Nesse cenário, em que o Bahia tem se notabilizado como positiva exceção, as ações reais partem de fora. Quase todos os principais times do país têm torcedores que formaram grupos de combate ao preconceito, incluído na lista o Tribuna 77, de gremistas.
“Dentro do Grêmio, é cultura se referir a um colorado como macaco, há cânticos nesse sentido. Pedimos o banimento desse termo dentro do estádio”, disse Hayane Telles, 27, integrante da Tribuna 77.
O problema não é exclusividade do Grêmio, e o assunto tem se mostrado particularmente sensível no Rio Grande do Sul. Os gaúchos lideram com folga a lista dos estados com maior número de denúncias de racismo.

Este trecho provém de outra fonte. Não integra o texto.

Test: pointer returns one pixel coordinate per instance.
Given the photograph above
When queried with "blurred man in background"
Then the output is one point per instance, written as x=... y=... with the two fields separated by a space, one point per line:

Entre os relatórios já publicados pelo Observatório da Discriminação Racial no Futebol, houve 26 denúncias feitas no Rio Grande do Sul, número que crescerá bastante com os relatórios de 2018 e 2019. São Paulo (13) e Minas Gerais (8) aparecem na sequência.
O ex-árbitro Márcio Chagas da Silva, 42, sentiu o problema na pele e pendurou o apito por essa razão, em 2014. O ex-árbitro gaúcho tem sido vocal em relação ao assunto.
“É triste relatar, mas é necessário discutir. Sempre que se fala em racismo, alguém sugere deixar para lá, trata como algo secundário”, declarou Chagas, ainda irritado com o tratamento reservado a quem denuncia. “O racismo é um crime perfeito. Quem comete consegue virar vítima, e quem sofre é quem vira o culpado”, lamentou ele, hoje comentarista esportivo.
O ex-árbitro, como quase todos os incomodados com essa a situação, cobra atitudes eficazes das “entidades, clubes e federações”. É consenso, embora as atitudes geralmente sejam superficiais.
Marcelo Carvalho, que continua fazendo seu trabalho de formiguinha computando cada caso, vê papel fundamental dos clubes. Ele foge da colocação de que “o esporte é um espelho da sociedade”, o que eximiria as entidades. Mas pede que todos, dentro e fora do futebol, assumam uma verdade inconveniente.
“A sociedade brasileira precisa se reconhecer como uma sociedade racista para, enfim, trabalhar contra o racismo”, disse o pesquisador.
“É impossível a gente tratar de uma doença se a gente não acredita que tem essa doença”, concluiu.